Adoption is a complex thing. It serves many purposes and yet…it has an ability to wound, to heal, to lift up, to destroy, to save lives, and to shuffle lives. There are always imprints of a life that was supposed to be; melded into the life that is gifted and aborbed into another family. There are moments of: celebration, sadness, regrets, and purposeful choices; adoption is a wonderfully, painful mixture of the emotional buffet of life! It is a parent’s responsibility to seek excellence for the quality of life for their children.
Our family is special and unique; I bet your family is too! We have had many successes as a family; as well as, some twists and turns that were unexpected. The dream of a new parent doesn’t usually include the expectation that things could turn out differently from the dream of a picture perfect family. A birth family or an adopted family does not get to choose from an ‘ala carte menu, of challenges it may or may not face. As most parents would say, we live and breath for our children; and yet, we are not ashamed to say at times…we wonder…did we do the right thing? Our children didn’t get a choice in life in which family they would grow up in. There are shades of grey for each person…balancing the pros and cons of adoption.
Whether a child is brought into a family by birthing it into the family, or by adoption…the child is received with awe, with excitement, and with hope for a beautiful future. There are unexpected situations at times regarding health issues, behavioral issues, attachment issues, emotional issues and even loyalty issues. Those things and more can affect the foundation of a family.
Many families are jolted to learn that their child has special needs or that their adopted child has issues that will affect them and their family for years to come. It is a difficult time for parents and other siblings to struggle to learn about the issues facing the family…because…none of us go it alone.
Family is a support system all unto itself…but, sometimes the issues can seem overwhelming. That is the time that families need to reach beyond their boundaries that are self imposed, because many do not understand what we face as families with challenges. Don’t let that stop you from reaching out.
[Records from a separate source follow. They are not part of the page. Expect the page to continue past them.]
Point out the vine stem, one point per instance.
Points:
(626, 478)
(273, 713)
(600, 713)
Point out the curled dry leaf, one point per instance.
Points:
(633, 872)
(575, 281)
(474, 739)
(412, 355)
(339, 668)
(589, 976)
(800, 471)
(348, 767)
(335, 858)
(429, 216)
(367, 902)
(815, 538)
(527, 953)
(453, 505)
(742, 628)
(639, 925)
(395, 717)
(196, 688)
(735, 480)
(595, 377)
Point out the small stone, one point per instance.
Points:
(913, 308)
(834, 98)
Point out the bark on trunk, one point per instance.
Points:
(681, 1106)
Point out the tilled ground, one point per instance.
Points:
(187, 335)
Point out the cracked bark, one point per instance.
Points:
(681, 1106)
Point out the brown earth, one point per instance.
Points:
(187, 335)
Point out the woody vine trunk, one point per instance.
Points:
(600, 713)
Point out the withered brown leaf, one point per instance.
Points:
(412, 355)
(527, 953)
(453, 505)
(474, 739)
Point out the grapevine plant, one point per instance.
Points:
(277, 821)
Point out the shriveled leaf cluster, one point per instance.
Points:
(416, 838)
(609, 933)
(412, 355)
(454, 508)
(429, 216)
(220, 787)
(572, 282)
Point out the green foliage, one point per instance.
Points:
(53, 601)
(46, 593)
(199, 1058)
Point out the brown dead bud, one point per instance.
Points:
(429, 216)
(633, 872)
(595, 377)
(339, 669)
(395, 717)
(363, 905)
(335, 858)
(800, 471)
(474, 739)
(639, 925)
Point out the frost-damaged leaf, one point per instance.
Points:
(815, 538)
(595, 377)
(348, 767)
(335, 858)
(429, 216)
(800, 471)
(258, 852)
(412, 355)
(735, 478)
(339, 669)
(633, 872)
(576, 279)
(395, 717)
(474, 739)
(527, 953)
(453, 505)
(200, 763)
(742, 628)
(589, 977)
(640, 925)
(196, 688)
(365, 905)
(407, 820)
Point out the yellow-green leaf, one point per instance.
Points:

You just might be surprised by the impact that you could have on another…or vice versa.
Really, for many people going through the shattered reality that their family is not following the dream of perfect completion…there is a sense of isolation and a perceived lack of understanding from others who have not walked in the same pair of shoes.
So, is there a need for support and information for families who have experiences that can mirror each other? Is there a wealth of understanding that is untapped because we have not had the opportunity to join forces and absorb techniques and encouragement from one another? I think there is. I have heard so many comments that would break your heart. Families that are under so much strain that they threaten to break and disintegrate under the pressure. If one person or family can benefit from sharing and encouraging each other here; then, the blog will have served it purpose.
Do you know someone who has things to share? Do you know someone who could benefit from a little support or information? Do you know someone who is facing a future with a special needs child and is struggling? Do you know someone with rose colored glasses that is thinking about adoption; but, isn’t willing to accept anything less than perfection? Bring them to a place that will enlighten them, encourage them, and embrace them! Families should be celebrated and enjoyed…not everyone is blessed with people to share their love with.